DATE validation using regex in awk-CodePudding

How to validate date column in a file using regular expression in awk ?? My code doesn't seem to be working with awk.

my code

awk -F '|' BEGIN {OFS=FS} 
{ if 
($1 ~ /^\d{1,2}\/\d{1,2}\/\d{4} \d{1,2}.\d{1,2}.\d{1,2} [AP]M\z/)
print
}' file > file.out

file contents -

04/21/2014 02:04:55 AM|34536
12/31/2021 03:29:15 AM|87612
06-JUN-2022|09876
2022-JAN-2011 22:12:33|23120

expected output

04/21/2014 02:04:55 AM|34536
12/31/2021 03:29:15 AM|87612

CodePudding user response：

In GNU awk the \d and \z sequences are not valid regex operators (a quick web search doesn't show these as valid regex operators in a couple others flavors of awk though by no means an exhaustive search).

I'd suggest replacing the \d with [0-9] or [[:digit:]]; as for the \z you could try \> or \y.

One other issue is the use of . as a wildcard match in the time component; if you know all times will use a colon (:) as a delimiter then I'd use an explicit colon.

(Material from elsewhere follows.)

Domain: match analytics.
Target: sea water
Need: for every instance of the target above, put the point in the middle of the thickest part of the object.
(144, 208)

Rolling these changes into the current code (and fixing a couple cut-n-paste/syntax issues):

awk -F '|' 'BEGIN {OFS=FS}
{ if ($1 ~ /^[0-9]{1,2}\/[0-9]{1,2}\/[0-9]{4} [0-9]{1,2}:[0-9]{1,2}:[0-9]{1,2} [AP]M\y/)
print
}'

This generates:

04/21/2014 02:04:55 AM|34536
12/31/2021 03:29:15 AM|87612

NOTES:

obviously (?) this code assumes a specific date/time format and thus ...
this code will not match on other valid date/time formats (eg, won't match on 2021/12/31)
the use of [0-9] opens you up to matching on strings that are not valid dates and/or times, eg, this code will match on 99/99/2022 and 99:99:99); OP can address some of these by limiting the series of digits that can be matched in a given position (eg, [0-2][0-9] for hours) but even this is problematic since 29 will match but is not a valid hour
as alluded to in comments ... validating dates/times is doable but will require a good bit more code (alternatively run a web search on bash awk validate dates times for additional ideas)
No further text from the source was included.